Les dégoûtés et les dégoûtants – Chapitre 122 – « Héros de l’Impossible » : quand les défenseurs de l’indéfendable se creusent la tête…

Il y a ceux qui passent leur vie à résoudre des problèmes qui n’existent que dans leur tête, et puis il y a ces pseudos héros particulièrement absurdes : les militants qui se créent des problèmes complexes pour défendre l’inexcusable chez eux – tout en prétendant incarner des valeurs qu’ils bafouent à longueur de temps.

Le spectacle tragique des pseudos défenseurs sur-actif

Imaginez la scène : un individu commet l’inacceptable, sans même s’en rendre compte. Il est assis dans son confort moral, convaincu de son innocence, tandis que autour de lui, des « pseudos défenseurs » s’échinent à tisser des toiles d’arguments sophistiqués pour justifier l’injustifiable .

Ces pseudos défenseurs woke ont des talents extraordinaires :

  • Oublier les faits quand ils dérangent leurs narratfs ;
  • Créer des exceptions pour chaque règle qu’ils prétendent défendre habituellement ;
  • Retourner les valeurs qu’ils prétendent chérir pour qu’elles les servent ;
  • Inventer des contextes qui n’existent que dans leur imagination.

Le paradoxe populiste : « Lui, c’est différent »

Le populisme moderne a trouvé son sport préféré : défendre l’intolérable – cet art subtil d’expliquer pourquoi celui qui violerait toutes les règles qu’une société prêche est en fait le dernier bastion de ces mêmes règles.

Ce qu’ils disent

Ce qu’ils font réellement

« Les valeurs comptent »

« Sauf pour eux, bien sûr »

« On doit être cohérent »

« Sauf quand c’est eux »

« La vérité avant tout »

« Sauf si elle peut les blesser »

« La compabilité pour tous »

« Eux, c’est une exception ! Vous ne saviez pas ? »

L’aveuglement volontaire des adeptes de la croyance

Le plus drôle (ou tragique), c’est que les adeptes de la secte ne voient même pas le problème dans leurs comportements. Ils campent dans leur innocence, pendant que ses défenseurs militants mènent des olympiades rhétoriques pour protéger l’image de la secte.

« Ils ne voient pas le problème » devient « Il ne peuvent pas voir le problème » et devient, à son tour, « Il n’y a pas de problème »

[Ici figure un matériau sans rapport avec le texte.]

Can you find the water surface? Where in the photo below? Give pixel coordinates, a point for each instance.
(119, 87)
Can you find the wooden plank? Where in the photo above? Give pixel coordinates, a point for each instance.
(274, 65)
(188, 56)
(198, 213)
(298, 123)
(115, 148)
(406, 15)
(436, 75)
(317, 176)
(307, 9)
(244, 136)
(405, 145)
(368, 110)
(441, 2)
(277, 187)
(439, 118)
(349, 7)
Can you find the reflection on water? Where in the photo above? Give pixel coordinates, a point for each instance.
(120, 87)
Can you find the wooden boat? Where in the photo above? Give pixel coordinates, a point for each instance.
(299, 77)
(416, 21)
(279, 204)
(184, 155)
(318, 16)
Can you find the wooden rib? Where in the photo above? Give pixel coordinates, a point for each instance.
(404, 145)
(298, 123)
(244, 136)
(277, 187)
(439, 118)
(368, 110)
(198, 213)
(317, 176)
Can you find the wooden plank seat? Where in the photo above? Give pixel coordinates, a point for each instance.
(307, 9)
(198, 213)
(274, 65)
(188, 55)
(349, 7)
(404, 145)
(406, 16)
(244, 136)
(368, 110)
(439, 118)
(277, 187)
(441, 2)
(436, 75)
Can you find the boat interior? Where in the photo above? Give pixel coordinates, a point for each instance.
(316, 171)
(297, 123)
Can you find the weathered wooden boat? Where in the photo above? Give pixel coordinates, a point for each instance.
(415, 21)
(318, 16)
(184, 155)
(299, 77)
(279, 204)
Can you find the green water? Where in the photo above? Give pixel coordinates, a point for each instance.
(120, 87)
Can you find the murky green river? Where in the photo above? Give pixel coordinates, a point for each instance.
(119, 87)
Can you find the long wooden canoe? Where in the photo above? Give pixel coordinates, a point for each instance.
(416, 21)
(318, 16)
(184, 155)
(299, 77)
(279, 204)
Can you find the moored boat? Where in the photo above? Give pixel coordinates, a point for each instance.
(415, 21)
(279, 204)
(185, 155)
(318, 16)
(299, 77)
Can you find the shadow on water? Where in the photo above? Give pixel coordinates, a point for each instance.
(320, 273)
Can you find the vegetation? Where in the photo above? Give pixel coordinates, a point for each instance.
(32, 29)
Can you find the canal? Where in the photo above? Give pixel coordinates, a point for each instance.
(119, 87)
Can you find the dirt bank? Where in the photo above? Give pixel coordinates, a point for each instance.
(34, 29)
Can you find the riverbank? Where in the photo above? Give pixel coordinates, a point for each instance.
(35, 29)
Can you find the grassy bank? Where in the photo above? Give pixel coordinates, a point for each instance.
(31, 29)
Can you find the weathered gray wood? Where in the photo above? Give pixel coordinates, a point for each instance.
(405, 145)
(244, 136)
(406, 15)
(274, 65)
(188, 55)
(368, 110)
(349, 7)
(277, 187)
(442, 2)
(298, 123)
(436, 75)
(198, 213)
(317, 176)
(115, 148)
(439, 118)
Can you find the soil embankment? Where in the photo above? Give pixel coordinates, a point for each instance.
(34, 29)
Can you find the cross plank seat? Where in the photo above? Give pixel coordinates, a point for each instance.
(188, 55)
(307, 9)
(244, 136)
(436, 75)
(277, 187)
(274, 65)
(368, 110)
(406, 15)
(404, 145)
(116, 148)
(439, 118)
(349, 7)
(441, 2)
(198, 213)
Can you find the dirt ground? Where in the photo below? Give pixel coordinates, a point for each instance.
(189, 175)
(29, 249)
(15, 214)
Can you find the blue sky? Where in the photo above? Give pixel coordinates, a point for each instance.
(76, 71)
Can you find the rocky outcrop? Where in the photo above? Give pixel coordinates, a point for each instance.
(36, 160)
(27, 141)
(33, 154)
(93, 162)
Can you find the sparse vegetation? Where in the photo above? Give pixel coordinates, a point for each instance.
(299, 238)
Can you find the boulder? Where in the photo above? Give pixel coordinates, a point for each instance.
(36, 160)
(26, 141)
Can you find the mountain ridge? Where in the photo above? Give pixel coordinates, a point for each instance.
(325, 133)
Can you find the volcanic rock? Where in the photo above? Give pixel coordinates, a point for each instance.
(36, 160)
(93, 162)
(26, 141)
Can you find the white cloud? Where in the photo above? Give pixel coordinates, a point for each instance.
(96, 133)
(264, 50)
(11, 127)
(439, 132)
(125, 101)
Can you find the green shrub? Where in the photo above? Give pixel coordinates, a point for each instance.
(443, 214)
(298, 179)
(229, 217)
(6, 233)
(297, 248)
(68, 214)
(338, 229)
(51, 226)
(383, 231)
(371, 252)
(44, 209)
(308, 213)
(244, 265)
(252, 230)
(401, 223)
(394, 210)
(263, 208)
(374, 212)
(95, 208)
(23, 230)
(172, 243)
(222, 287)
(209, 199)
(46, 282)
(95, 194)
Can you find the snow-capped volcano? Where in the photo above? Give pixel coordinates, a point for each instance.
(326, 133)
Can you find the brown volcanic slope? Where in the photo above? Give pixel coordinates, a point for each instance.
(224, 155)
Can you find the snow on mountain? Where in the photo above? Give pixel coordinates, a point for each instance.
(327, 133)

Cette spirale cognitive permet aux défenseurs militants de :

  1. S’auto-glorifier comme « les seuls à comprendre la vraie nature de la secte » ;
  2. Traiter les critiques de « méchants perfides » ;
  3. Transformer l’indéfendable en « malentendu » ;
  4. Faire de l’aveuglement une vertu.

La values-washing ultime

Ces défenseurs prétendent incarner des valeurs : justice, honnêteté, transparence, responsabilité. Pourtant, leur méthode consiste à :

  • Barrer les faits inconvenants qui leur son signalé ;
  • Minimiser les impacts réels ;
  • Humaniser à l’excès au point de déshumaniser les victimes ;
  • Créer de la confusion pour noyer le poisson.

C’est du values-washing d’excellence : on pulvérise les valeurs tout en criant leur nom à chaque phrase (si ça rapelle ce qui se passe à l’intérieure de certaines entité, je n’y peux rien…).

Pourquoi ce spectacle nous fascine-t-il ?

Parce que c’est relatable. Chacun de nous a déjà défendu quelqu’un en se disant « c’est plus compliqué que ça ». Sauf que là, on pousse jusqu’à l’absurde : créer activement des problèmes pour résoudre un problème qui n’existe pas dans la réalité.

C’est l’art de :

  • Nicolas Cage en mode défenseur : « Je suis tellement engagé que je deviens le problème » ;
  • Le syndrome du sauveur : « Personne ne le comprend comme moi » ;
  • L’ironie involontaire : défendre l’inexcusable en prétendant défendre l’excusable.

Conclusion : le cirque continue

Alors que les intéressés dorment sur leurs deux oreilles, ignorant royalement le chaos qu’ils causent, ses prétendus défenseurs de nobles causes continuent leur danse macabre rhétorique. Ils se créent des montagnes de problèmes pour résoudre des moucherons que personne d’autre ne voit – sauf peut-être les victimes, mais chut, elles ne comptent pas dans l’équation.

Le vrai populisme, c’est peut-être de reconnaître que parfois, un de ces prétendus « défenseurs » est juste un manipulateur – et que les meilleurs défenseurs sont ceux qui arrêtent de défendre l’indéfendable pour enfin défendre les vraies valeurs : la vérité, la cohérence, et le respect des autres .

Au fond, le plus populiste, ce n’est pas de critiquer les puissants. C’est de défendre les puissants en prétendent qu’on est du peuple.